Question 1183743
there is only one possible code.
the possible digits are 2,4,6,8.
can't be 0
can't be any odd number between 0 and 9.
the probability that the first digit is the right digit is 1/4.
the probability that the second digit is the right digit, assuming that the the first digit is correct, is 1/3.
the probability that the third digit is the right digit, assuming that the first two digits are correct, is 1/2.
the total probability is 1/4 * 1/3 * 1/2 = 1/24.
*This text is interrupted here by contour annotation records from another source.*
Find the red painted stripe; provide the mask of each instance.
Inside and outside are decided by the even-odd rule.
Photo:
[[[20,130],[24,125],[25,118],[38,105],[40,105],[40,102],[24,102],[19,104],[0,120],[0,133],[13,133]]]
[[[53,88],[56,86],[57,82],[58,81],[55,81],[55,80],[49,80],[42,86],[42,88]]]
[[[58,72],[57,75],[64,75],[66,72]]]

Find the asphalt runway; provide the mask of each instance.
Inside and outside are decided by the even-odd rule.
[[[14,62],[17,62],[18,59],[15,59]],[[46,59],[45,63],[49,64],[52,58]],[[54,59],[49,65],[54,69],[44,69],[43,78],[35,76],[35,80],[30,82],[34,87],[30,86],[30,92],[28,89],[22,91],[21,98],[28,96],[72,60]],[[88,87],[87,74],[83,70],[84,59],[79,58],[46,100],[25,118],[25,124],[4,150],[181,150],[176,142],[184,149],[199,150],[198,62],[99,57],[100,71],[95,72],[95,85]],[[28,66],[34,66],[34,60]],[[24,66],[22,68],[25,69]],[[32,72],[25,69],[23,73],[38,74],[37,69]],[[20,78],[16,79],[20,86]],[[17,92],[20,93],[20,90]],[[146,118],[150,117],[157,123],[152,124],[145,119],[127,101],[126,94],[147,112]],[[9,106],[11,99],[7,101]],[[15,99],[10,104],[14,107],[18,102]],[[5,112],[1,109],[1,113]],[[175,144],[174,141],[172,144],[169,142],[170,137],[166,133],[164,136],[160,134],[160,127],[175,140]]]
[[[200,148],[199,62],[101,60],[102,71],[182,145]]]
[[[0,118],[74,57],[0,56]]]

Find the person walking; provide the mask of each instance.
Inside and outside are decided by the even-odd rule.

if you look at the number of permutations possible, you will get 4P3 = 4! / (1!) = 4*3*2*1 / 1 = 24.


only one of those permutations is the correct permutation, therefore the probability is 1/24.


the permutation formula is p(n,x) = n! / (n-x)!.
when n = 4 and x = 3, the formula becomes p(4,3) = 4! / (4-3)! = 4! / 1! = 24.


only one permutation out of those 24 permutations is the correct permutation,  therefore the probability is 1/24.


i'm pretty sure this is correct.
i was able to get the same answer both ways.
the denominator is the permutation of 4 possible numbers taken 3 at a time.
the numerator is 1.
the possible number are 2,4,6,8.


the possible 3 digit permutations are:


2 4 6 *****
2 6 4
4 2 6
4 6 2
6 2 4
6 4 2


2 4 8 *****
2 8 4
4 2 8 
4 8 2
8 2 4
8 4 2


2 6 8 *****
2 8 6
6 2 8
6 8 2
8 2 6
8 6 2


4 6 8 *****
4 8 6
6 4 8
6 8 4
8 4 6
8 6 4


note that you have 4 sets of 6 = 24.


each set of 6 is a separate combination, if you don't take order of the digits into account


the permutation formula is p(n,x) = n! / (n-x)!


the combination formula is c(n,x) = n! / (x! * (n-x)!)


when n = 4 and x = 3, these formulas become:


p(4,3) = 4! / 3! = 4! = 24.


c(4,3) = 4! / (3! * 1!) = 4! / 3! = 4.


you have 4 possible combinatins where order is not important.
they are:


2 4 6
2 4 8
2 6 8
4 6 8


within each of those you have 6 possible arrangements where order is important.


4 * 6 = 24.


he will need to try up to 24 possible permutations and is assured to get the right combination.